In Canada, while the population isn’t as impacted by hurricanes or tropical storms as the southern US, Canadians still have similar exposures that the insurance industry is trying to stay on top of via risk management.

“Most of the exposure and population of Canada is in southern half along the US border, especially on the east and the west coast, so to a great extent, the perils that affect the northeast and northwest US are very pertinent to Canada, and that includes winter storms, severe convective storms, which are a springtime/early summer phenomenon in Canada, and hurricanes,” explained Dailey. “Everything that we can view with regard to climate change by peril, which includes severe convective storms, flooding, winter storms and even hurricanes, are just as applicable for Canada as they are the US.”

What differs between the Canada and the US is the recognition of climate risk as an important research endeavour by the government, which can change the tone of the conversation around climate.

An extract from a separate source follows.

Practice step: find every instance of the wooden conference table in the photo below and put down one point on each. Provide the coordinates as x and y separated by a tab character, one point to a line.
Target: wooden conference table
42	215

“Both Canada and Europe today are more in tune and on top of the topic of climate change – with regard to how businesses operate, and individual homeowners and consumers, and how they operate – than the US and that is partly due to the four-year election cycle in the US,” said Dailey.

Another challenge in modelling today is the expectation from insurance companies that they’ll know exactly how much their risk is going to increase in percentage or dollar terms.

“It’s not that simple because we can come up with a mean or average expected outcome, but there’s going to be a fairly wide range of uncertainty around that outcome,” said Dailey, outlining that RMS experts will quantify the expected outcome, and then identify both the best and worst case scenarios. “Without the quantification of the uncertainty, it’s a little bit misleading and actually can be worse than having no information at all, if you’re running with just the mean or the expected outcome without recognition of the range of uncertainty.”

Catastrophe models can thus be effective tools, but they come with an owner’s manual and users have to understand the uncertainty that goes along with those results.

“We have to be careful communicators of that information and we have to be arbiters of the models when they’re used in an unconventional way,” said Dailey, “but I do believe that among all of the industries that look at risk, view risk, assess it and try to quantify it, catastrophe modelling firms are in a really strong position because we already have those different domains in those models.”